When matching a partial differential equations set in adjoining subregions of a given physical domain, the interface operators ensure the fulfillment of transmission conditions between the different solutions. It is thus possible to reduce the overall boundary-value problem into a subproblem depending solely on the trace of the solution upon the interface. Once the solution of such a problem is available, the original solution can be reconstructed through the solution of independent boundary-value problems within each subregion.
The keystep is then how to solve effectively the interface problem, which, for linear boundary-value problems, is nothing but a linear system for the so-called capacitance matrix (the finite dimensional counterpart of the interface operator).
In this paper the interface operators (also known as Steklov-Poincaré operators) are introduced for several types of problems (elliptic equations, Stokes system, generalized Stokes system).

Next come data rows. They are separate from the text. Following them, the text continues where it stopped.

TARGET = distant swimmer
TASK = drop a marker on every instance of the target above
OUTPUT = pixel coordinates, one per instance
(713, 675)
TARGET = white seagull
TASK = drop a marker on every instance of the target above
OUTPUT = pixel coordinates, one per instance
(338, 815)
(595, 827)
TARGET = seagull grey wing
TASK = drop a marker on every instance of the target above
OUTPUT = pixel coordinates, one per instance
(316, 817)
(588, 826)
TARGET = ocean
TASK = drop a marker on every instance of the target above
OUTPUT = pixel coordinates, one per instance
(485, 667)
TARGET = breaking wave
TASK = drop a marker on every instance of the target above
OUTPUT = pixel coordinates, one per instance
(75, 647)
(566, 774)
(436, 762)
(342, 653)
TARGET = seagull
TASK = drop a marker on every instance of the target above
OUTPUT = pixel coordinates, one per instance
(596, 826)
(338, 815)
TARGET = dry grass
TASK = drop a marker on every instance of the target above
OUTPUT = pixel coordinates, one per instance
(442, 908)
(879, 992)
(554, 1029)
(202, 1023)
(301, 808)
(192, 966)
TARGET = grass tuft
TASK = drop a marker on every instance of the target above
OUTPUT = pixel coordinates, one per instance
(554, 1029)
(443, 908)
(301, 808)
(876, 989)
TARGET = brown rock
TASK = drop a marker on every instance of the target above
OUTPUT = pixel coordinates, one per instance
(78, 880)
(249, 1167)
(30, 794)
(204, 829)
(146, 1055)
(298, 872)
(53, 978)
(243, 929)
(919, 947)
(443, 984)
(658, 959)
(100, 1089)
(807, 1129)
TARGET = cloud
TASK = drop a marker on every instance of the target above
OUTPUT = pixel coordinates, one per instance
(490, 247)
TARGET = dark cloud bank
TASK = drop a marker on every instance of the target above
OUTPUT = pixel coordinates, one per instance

Some of their relevant properties are presented. From the numerical point of view, as the capacitance matrix turns out to be ill-conditioned, suitable preconditioners are necessary to speed up the convergence of any iterative method one is interested to apply. Here, optimal preconditioners are obtained after the capacitance matrix is split into terms attributable to the different subregions; the effectiveness of several gradient-like iterations on the preconditioned matrix is then analyzed. Finally, an iteration-by-subdomains interpretation of the above methods is furnished.